Pass sanitaire : la Défenseure des droits alerte sur des atteintes aux libertés fondamentales

Avec l’extension du pass sanitaire, à partir du 21 juillet, la Défenseure des droits alerte sur une dizaine de points, « tant sur la méthode que sur la proportionnalité de la plupart des dispositions et restrictions » présentes dans le projet de loi relatif « à la gestion de la crise sanitaire », discuté au Parlement.Le pass sanitaire entre en vigueur mercredi 21 juillet dans les lieux culturels et de loisirs.

Une « transformation profonde »

À l’approche de la quatrième vague épidémique du Covid-19, le gouvernement a annoncé le 11 juillet dernier, l’extension du pass sanitaire dans les lieux culturels et de loisirs à partir du 21 juillet, puis dans les restaurants, bars et transports à partir du 1er août. Une décision contestée qui sera débattue au Parlement, mercredi 21 juillet.
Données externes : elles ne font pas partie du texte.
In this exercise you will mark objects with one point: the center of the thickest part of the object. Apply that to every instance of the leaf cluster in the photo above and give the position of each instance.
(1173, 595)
Si le Conseil d’État a émis un avis favorable au projet de loi présenté en Conseil des ministres, la Défenseure des droits s’inquiète sur une dizaine de points. « Tout en reconnaissant l’importance de la vaccination », elle s’interroge sur « des transformations profondes pour l’exercice de droits et libertés qui sont au fondement de notre pacte social et républicain ».

Le caractère discriminatoire « ne peut être écarté »

Pour la Défenseure des droits, le texte contient « des zones d’ombre sur plusieurs dispositions », pouvant amener à de nombreuses interprétations. Elle pointe également la contrôle de la situation sanitaire des individus par des personnes privées, « remettant en cause des principes de liberté de circulation et d’anonymat ». Une problématique qui se retrouve notamment dans les nouvelles restrictions d’accès aux transports publics et aux biens et services, « le caractère discriminatoire de ces mesures ne pouvant être écarté ».

Des atteintes aux libertés qui « n’apparaissent pas proportionnées à l’objectif de sauvegarde de la santé publique », pour Claire Hédon, la défenseure des droits. Elle souligne également « le choix d’octroyer à des entreprises publiques et privées une forme de pouvoir de police », qui devrait « relever des autorités publiques ». L’institution indépendante rappelle « qu’aucun salarié ne peut être sanctionné, licencié, ou faire l’objet d’une mesure discriminatoire, directe ou indirecte, telle que définie à l’article 1er de la loi du 27 mai 2008 », qu’ils aient ou non un pass sanitaire.